Strengths and limitations
Our work has both strengths and limitations. The strengths of our study include using data from large cohorts. Most of the subjects included in the analysis were subjects without dementia at baseline and biomarker values and were blinded to the diagnosis in 5 of the 8 studies [27, 50]. Generally, the selected papers are of good quality. QUADAS-2 evaluation evidenced a low risk of bias for all the domains except for study flow at follow-up. This limitation is due to the method of reclassification of the diagnostic groups based only on longitudinal clinical examinations, and the number and disease groups of participants who progressed to AD were reported only in 3 studies [27, 49]. Therefore, at follow-up, the number of participants who progressed toward AD and the corresponding diagnostic categories are not always clear, introducing an important bias for applicability.
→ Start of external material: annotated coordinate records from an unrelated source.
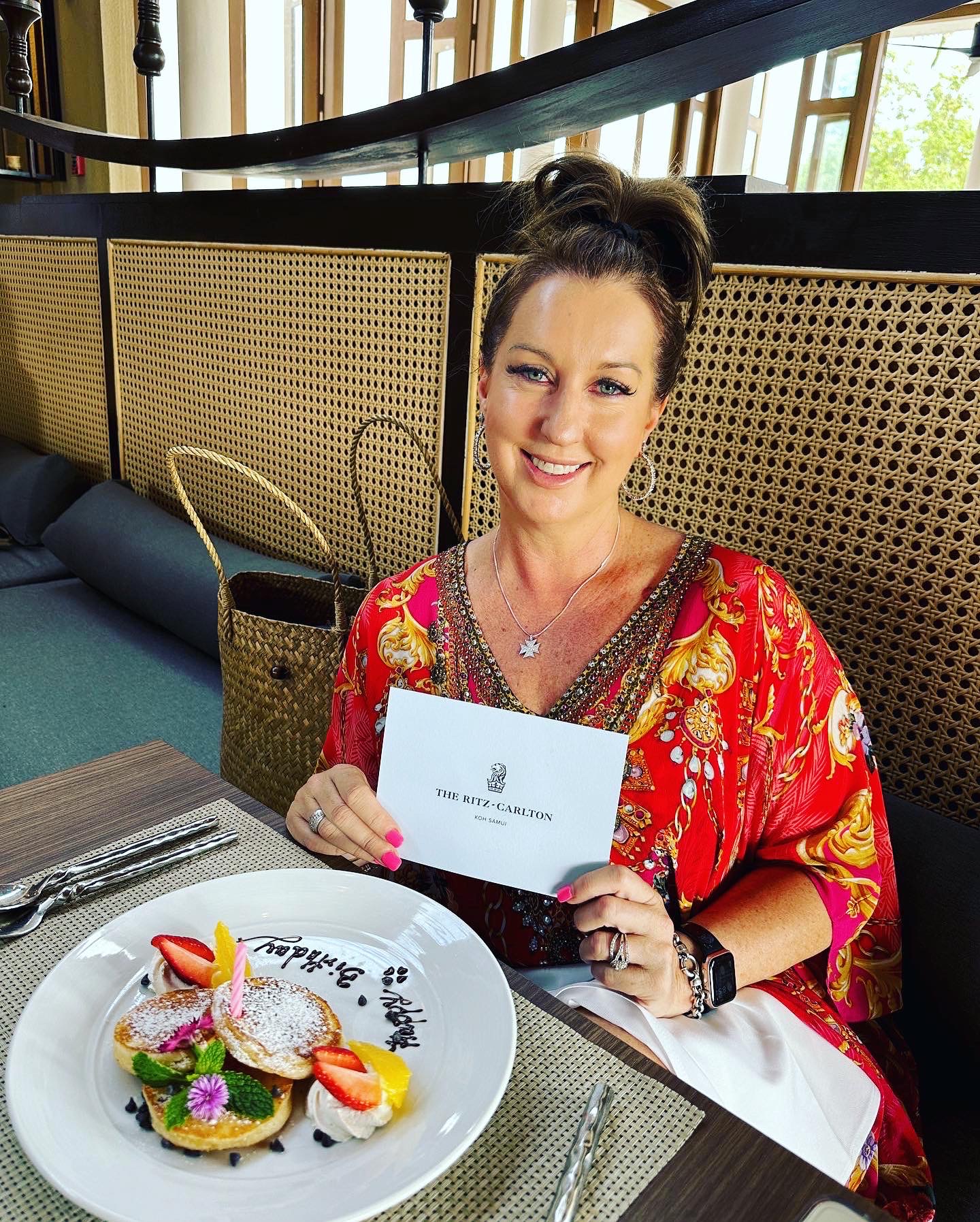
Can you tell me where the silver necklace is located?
[493,515,623,658]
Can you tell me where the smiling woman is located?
[287,152,934,1222]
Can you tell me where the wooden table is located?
[0,742,886,1222]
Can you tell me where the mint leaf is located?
[194,1040,225,1076]
[164,1087,191,1129]
[224,1070,275,1121]
[133,1052,184,1087]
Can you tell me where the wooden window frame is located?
[787,31,888,191]
[742,72,768,175]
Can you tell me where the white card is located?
[378,688,628,895]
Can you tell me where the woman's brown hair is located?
[480,152,713,398]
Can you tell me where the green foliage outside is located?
[863,51,977,191]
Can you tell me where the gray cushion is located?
[0,438,89,544]
[0,543,71,590]
[885,794,980,1082]
[0,577,221,786]
[44,481,359,658]
[885,794,980,1222]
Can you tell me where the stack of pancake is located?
[114,976,341,1150]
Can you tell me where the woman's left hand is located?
[566,865,691,1018]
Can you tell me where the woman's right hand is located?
[286,764,404,870]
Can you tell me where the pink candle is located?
[229,942,248,1018]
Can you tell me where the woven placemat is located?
[0,799,704,1222]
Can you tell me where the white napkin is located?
[549,973,881,1184]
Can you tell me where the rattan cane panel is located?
[0,237,110,480]
[110,241,450,575]
[464,257,980,824]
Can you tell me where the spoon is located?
[0,827,238,939]
[0,815,218,918]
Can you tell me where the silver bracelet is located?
[673,930,705,1018]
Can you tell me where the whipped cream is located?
[307,1082,392,1142]
[149,951,200,997]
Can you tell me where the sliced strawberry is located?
[150,933,214,963]
[150,933,214,988]
[313,1046,368,1073]
[313,1061,381,1112]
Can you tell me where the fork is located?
[0,815,218,919]
[0,827,238,939]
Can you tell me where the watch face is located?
[708,951,736,1006]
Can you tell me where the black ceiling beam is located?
[0,0,937,178]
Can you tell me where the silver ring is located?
[608,929,630,971]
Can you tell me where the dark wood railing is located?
[0,0,936,178]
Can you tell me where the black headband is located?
[578,208,642,247]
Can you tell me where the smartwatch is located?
[681,921,737,1010]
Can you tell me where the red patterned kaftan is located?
[318,535,934,1222]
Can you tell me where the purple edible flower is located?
[187,1073,229,1121]
[157,1013,214,1052]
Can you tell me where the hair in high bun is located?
[480,152,713,398]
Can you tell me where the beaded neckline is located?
[438,534,711,730]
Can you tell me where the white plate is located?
[6,870,517,1222]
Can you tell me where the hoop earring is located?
[630,445,656,504]
[473,415,490,473]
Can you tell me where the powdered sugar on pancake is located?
[212,976,340,1076]
[120,988,212,1051]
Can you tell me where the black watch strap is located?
[681,920,725,963]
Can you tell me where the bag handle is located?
[166,446,347,633]
[348,415,463,585]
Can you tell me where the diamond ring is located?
[608,929,630,971]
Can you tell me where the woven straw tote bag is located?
[166,446,365,815]
[348,415,463,587]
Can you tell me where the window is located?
[152,0,183,191]
[862,14,980,191]
[244,0,303,191]
[786,34,887,191]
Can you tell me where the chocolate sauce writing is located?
[378,988,427,1052]
[246,936,364,988]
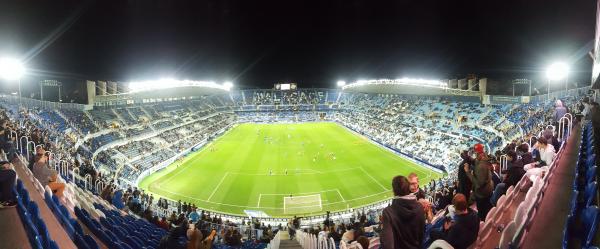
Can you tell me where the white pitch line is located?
[335,188,346,202]
[207,172,229,201]
[360,167,389,191]
[256,194,262,208]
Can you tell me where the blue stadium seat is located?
[584,182,598,207]
[36,219,52,248]
[585,166,598,184]
[27,201,40,220]
[73,234,90,249]
[48,240,59,249]
[83,234,100,249]
[581,206,600,247]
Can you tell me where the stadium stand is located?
[2,86,598,249]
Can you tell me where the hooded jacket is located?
[381,195,425,249]
[466,160,494,198]
[444,208,479,249]
[504,160,525,187]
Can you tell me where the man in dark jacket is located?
[429,194,479,249]
[456,150,473,200]
[381,176,425,249]
[517,144,533,165]
[490,151,525,206]
[464,144,494,221]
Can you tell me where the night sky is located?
[0,0,596,94]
Furthermore, in 4 studies, biomarker measurements and Aβ-PET images were performed only at baseline and not longitudinally [27, 50]. Regarding the limitation of our study, it is the low number of papers included. This is due to our decision to investigate the prognostic power of blood biomarkers specifically in longitudinal studies to establish which biomarker better predicts the onset of AD in two main categories, cognitively normal subjects at risk for AD and subjects at an early stage of the disease. Another limitation of this systematic review could arise when considering the different radiotracers (PiB, flumetamol, and florbetapir) used across studies. However, although they present different white and gray matter retention characteristics, they have a good correlation for imaging analysis [65–67].
In addition, although sensitive, robust, and reproducible biomarker assays were used, different analytical platforms (SIMOA, ELISA, INNO-BIA) and antibodies used to measure biomarkers, as well as the different biosample handling and procedures, could influence the overall results [68]. For example, in the case of SIMOA and INNOBIA technologies that are ultrasensitive detection methods, a more accurate and sensitive result is expected in comparison to the classical colorimetric ELISA test.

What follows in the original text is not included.